Sheldrick thanked all of her professional colleagues and family but dedicated the day and her ascent to the bench to her parents.
She said her parents are “tireless advocates for equality and justice.”
“They instilled in me a desire to do the right thing, make a difference and serve others. They taught me to care about the world, my community and my family.

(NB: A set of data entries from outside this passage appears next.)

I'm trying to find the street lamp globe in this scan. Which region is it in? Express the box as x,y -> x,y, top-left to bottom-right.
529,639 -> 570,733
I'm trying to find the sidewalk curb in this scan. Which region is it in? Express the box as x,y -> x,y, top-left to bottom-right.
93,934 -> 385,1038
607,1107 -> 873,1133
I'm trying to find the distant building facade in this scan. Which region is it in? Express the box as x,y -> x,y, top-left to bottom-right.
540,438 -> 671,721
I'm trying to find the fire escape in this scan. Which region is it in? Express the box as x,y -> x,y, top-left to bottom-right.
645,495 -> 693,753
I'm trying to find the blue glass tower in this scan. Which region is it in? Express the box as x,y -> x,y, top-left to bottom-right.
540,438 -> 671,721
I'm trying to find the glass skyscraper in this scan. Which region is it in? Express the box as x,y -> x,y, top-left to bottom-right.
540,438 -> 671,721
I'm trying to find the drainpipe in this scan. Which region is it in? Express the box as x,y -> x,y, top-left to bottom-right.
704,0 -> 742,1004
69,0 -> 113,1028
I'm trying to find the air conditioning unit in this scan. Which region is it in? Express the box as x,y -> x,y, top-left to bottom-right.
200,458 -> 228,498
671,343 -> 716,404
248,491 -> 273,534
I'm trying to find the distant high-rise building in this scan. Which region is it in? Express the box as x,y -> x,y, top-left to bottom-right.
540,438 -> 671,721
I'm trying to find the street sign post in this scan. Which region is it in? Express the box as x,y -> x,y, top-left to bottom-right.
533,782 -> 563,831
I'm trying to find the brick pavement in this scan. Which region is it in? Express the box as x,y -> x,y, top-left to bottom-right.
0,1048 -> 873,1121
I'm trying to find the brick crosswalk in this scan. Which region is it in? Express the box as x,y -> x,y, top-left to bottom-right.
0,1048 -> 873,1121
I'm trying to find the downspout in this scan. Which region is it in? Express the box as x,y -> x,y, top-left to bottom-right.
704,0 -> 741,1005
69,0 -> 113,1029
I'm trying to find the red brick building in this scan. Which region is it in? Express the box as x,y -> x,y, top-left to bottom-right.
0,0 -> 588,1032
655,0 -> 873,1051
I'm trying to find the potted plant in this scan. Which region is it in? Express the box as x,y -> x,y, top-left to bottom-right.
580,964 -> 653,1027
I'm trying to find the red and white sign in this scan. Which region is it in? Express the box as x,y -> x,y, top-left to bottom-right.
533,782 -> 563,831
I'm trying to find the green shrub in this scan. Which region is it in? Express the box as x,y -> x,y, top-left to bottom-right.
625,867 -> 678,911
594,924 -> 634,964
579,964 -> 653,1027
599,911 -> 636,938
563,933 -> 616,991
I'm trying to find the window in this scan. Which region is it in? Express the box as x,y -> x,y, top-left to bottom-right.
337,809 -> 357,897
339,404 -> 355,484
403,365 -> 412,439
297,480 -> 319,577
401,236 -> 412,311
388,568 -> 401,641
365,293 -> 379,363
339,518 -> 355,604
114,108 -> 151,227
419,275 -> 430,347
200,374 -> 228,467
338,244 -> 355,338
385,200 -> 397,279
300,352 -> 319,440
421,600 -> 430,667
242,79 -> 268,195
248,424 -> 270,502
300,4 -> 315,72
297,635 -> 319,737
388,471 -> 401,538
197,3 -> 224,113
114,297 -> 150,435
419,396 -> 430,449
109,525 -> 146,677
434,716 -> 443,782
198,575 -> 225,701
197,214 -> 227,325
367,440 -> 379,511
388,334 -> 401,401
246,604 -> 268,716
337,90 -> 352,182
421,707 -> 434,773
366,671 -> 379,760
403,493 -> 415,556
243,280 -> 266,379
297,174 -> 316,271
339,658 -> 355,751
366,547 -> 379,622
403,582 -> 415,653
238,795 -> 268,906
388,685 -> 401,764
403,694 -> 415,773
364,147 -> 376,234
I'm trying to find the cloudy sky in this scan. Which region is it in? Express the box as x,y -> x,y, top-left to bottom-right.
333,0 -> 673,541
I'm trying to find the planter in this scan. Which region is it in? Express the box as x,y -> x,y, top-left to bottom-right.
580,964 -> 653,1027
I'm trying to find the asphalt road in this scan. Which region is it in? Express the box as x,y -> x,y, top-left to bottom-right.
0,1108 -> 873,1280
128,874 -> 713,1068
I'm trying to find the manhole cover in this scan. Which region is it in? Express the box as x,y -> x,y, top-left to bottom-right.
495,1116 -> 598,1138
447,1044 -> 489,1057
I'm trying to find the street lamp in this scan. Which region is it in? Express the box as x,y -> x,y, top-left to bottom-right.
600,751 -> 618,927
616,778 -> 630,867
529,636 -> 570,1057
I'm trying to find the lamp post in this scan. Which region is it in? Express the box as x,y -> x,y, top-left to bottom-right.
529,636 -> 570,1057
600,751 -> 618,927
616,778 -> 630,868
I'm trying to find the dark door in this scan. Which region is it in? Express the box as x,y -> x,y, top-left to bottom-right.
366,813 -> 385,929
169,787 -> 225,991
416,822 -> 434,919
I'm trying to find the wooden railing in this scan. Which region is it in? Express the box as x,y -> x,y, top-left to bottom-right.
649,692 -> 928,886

They taught me that no matter your race, your gender, your religion, your ethnicity, your sexual orientation or your ability, everyone deserves to be treated with respect and humanity,” Sheldrick said.
Sheldrick had served as a deputy prosecutor in the county’s civil division since 2014; she held the position of chief civil deputy since January 2018. In that role she advised the Clark County Council and other county officials, representing the county in litigation and labor arbitrations, according to the governor’s office.
Before joining the prosecutor’s office, she worked in private practice advising and litigating employment and business matters in Vancouver starting in 2000.
Sheldrick has volunteered as a YMCA Mock Trial Team coach at Columbia River High School since 2013. She is also active with the local chapter of Washington Women Lawyers and has served in various leadership roles.
Department 11 at the Clark County Courthouse was approved by the Legislature in 2019. The need for a new judge was made apparent the year before, when a state agency calculated that the county’s court system needed “1.9” additional judges to handle its caseload, Collier said.
Former Superior Court Judge Bernard Veljacic, who was recently sworn in to the state Court of Appeals, Division II, said he recommended Sheldrick to the prosecutor’s office and was disappointed he wouldn’t have the opportunity to work closely with her, because of his change in jobs.
“She seems to me like someone who doesn’t rush to judgment. That’s a great demeanor for the bench,” Veljacic said.
Clark County Prosecutor Tony Golik said Sheldrick had been a part of his office’s action to reform committee, created shortly after the death of George Floyd on May 25. It would have been easy and acceptable for the civil division to step aside in those efforts, but she did not, Golik said.
“She brings an intimate desire to seek justice for all,” Golik said.